BY KRISHNA KHUNTI
Head of Culture & Marketing, Creativeland Asia
Julay (hello) from Leh! It’s like catching a glimpse of heaven - that’s all one can compare it to. I had heard many raving reviews, saying you have to see it to believe it, so given the first opportunity, off I went to Ladakh.
I caught a flight from Delhi to Leh; the transitory journey from heat, humidity and noise to cool, freshness and serenity, not forgetting the altitude sickness that was yet to come as I had ascended 3505 metres above sea level. Through the most beautiful clouds I’d ever seen, the foundations had already been laid for some magnificent memorable moments.
I landed in Leh at 7.25 am, in the heart of some seriously awe-inspiring mountainous terrain, bearing a strong resemblance to how I would have imagined Mars, but with the most intense blue sky. (The following 22 days left me humbled, numbed and anxious about the beauty that exists on this planet we call Earth).
In a very complex predicament that may not be immediately evident to the untrained eye, Ladakh has so many variables at play at any given time. Due to its geographical location, it remained untouched by the many wars and invasions that India has faced over the years, and although classified as a part of Jammu & Kashmir, it remains far removed from the disputes. However, as it lies on the border, there is a very strong and disconcerting Army presence which is evident from the minute you land in Leh. The people of the land are mostly Tibetan descendants, with eyes which emanate love and a depth that can stir the soul. It’s a rarity to hear Buddhist chants simultaneously with the call for prayer (Azaan), as the two dominating religions harmoniously echo across the valley.
Trekking aside, the most adventurous sports I participated in were climbing up the steep steps of monasteries and manoeuvring myself down some very narrow winding footpaths in the dark.
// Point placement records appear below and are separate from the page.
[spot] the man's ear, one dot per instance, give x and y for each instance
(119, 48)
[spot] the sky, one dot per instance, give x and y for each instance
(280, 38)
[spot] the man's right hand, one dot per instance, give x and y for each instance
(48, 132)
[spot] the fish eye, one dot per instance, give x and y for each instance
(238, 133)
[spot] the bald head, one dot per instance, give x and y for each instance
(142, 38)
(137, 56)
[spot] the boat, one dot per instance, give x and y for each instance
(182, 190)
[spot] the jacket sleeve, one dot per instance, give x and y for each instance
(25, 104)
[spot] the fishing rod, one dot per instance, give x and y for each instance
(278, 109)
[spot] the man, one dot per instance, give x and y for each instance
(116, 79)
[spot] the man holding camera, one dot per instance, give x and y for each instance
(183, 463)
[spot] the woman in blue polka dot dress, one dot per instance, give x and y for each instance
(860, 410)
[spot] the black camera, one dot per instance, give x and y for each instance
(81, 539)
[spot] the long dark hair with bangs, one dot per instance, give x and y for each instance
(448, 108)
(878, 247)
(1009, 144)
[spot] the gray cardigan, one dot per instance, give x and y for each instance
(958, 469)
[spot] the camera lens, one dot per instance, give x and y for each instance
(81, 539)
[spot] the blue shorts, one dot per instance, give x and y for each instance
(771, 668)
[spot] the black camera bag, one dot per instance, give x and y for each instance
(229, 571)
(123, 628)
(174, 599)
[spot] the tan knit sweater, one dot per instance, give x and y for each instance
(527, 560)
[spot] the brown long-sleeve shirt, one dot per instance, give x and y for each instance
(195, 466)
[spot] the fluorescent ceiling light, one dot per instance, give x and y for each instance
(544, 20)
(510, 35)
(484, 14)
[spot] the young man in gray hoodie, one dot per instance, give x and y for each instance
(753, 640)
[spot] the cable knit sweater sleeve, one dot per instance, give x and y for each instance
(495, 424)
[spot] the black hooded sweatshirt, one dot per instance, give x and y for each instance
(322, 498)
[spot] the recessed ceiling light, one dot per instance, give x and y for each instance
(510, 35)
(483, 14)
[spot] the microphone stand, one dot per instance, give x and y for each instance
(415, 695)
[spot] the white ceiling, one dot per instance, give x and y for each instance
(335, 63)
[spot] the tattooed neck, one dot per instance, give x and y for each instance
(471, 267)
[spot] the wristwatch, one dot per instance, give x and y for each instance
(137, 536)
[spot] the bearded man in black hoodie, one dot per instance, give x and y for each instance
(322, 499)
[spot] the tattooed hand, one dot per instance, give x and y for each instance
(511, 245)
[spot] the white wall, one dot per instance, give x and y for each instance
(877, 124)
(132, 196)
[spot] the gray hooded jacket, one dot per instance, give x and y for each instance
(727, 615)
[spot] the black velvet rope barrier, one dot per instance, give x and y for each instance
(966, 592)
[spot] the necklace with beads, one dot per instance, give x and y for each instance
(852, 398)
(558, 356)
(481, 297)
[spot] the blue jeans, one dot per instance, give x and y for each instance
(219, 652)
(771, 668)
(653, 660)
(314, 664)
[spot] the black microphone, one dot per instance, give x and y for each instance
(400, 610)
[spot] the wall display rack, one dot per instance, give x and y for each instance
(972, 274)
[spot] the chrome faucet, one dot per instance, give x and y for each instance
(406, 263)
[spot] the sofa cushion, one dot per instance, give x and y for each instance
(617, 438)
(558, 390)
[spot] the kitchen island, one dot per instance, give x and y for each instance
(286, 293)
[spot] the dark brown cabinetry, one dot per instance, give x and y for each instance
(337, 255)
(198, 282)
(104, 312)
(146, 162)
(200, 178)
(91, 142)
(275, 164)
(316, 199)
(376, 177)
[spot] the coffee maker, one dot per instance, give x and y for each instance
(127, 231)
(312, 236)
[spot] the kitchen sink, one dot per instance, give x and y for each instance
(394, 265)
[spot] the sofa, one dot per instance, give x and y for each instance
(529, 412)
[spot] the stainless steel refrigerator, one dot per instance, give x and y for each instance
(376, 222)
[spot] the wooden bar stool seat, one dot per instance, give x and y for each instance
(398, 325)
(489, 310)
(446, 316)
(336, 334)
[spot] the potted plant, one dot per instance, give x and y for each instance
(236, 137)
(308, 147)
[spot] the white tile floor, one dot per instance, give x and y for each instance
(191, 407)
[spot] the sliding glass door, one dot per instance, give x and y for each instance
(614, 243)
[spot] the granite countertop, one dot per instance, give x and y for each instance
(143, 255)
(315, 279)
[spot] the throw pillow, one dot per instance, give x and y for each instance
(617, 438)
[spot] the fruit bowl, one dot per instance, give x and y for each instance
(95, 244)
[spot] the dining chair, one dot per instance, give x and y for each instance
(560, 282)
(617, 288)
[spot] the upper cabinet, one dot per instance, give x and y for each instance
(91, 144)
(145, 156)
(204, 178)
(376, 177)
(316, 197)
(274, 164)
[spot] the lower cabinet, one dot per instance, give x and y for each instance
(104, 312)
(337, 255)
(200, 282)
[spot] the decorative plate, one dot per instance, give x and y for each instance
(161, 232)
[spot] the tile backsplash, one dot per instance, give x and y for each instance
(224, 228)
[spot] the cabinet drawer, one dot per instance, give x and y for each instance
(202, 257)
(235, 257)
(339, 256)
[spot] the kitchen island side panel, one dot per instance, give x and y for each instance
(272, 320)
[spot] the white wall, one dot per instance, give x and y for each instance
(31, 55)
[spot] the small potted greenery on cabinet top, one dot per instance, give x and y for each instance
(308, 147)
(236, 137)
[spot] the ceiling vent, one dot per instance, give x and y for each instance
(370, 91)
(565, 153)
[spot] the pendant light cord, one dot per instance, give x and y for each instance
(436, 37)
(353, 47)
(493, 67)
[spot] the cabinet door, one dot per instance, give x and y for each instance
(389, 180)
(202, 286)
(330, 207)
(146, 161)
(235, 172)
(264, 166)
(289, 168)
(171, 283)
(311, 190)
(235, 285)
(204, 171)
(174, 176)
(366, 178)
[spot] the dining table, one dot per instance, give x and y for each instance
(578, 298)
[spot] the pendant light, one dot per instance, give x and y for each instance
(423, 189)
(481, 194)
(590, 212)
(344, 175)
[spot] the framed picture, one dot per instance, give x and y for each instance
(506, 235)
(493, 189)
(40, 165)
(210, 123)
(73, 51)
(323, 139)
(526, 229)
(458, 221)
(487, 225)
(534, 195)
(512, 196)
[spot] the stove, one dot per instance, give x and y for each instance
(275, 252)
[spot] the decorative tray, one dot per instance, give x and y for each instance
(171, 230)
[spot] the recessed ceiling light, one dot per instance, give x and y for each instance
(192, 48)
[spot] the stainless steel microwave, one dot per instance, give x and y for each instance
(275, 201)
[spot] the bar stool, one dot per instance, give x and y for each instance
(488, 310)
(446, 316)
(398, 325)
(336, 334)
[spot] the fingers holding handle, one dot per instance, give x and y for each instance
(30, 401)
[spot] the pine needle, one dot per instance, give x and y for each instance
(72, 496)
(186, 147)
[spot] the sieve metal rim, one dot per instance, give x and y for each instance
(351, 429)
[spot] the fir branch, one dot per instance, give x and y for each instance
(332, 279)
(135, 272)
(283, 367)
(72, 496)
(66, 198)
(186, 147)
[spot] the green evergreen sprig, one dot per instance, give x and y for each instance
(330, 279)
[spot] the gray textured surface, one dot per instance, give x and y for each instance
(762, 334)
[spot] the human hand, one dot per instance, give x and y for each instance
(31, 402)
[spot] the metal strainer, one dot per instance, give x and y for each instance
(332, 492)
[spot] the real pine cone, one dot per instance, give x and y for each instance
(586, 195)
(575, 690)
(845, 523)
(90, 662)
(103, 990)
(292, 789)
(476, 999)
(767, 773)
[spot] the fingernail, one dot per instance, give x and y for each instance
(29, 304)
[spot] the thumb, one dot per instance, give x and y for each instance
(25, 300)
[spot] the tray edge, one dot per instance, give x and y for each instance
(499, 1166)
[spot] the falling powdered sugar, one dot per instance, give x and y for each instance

I took great pleasure indulging in locally famous momos and surprisingly the best pizza I’ve ever had. Spending the day loitering around the streets, I sat in cafes and small eateries, enjoying the stunning view and the myriad stars that grace the sky at night. For many a day, Leh itself was enough to keep me happily engaged. But venture out to more remote parts of Ladakh I did. Tsmo Riri Lake, which sat with its glistening, translucent aquamarine waters, is an approximately five-hour drive away from Leh city, untouched by modern-day developments, still sustaining a simplistic way of life. The place itself was enchanting enough to make one smile on the inside and out, yet the ride back via the Manali highway simply took my breath away. Weaving our way through some uncharted terrain, literally up into the clouds, the feeling of having landed up in heaven itself was overwhelming and overriding of all other thoughts and sensations. I was completely speechless.
If all of this wasn’t enough, I attended a four-day music festival which took place in Leh; the first of its kind, where there were performances from some extremely talented artistes from around the globe, set against the most magnificent panoramic backdrop. More than enough to ensure that the audience was captivated - mind, body and soul.
Stunning dawns, picture perfect sunsets, the most illuminating full moon and the most beautiful constellations I’ve ever seen; life in the first gear had never felt so great. Magic is all I can call it, and the spell has been cast: “Hey look up! Did you see that shooting star? Make a wish and it might just come true.” Ladakh is the kind of place I’ve dreamt of, the only difference being that this dream is real.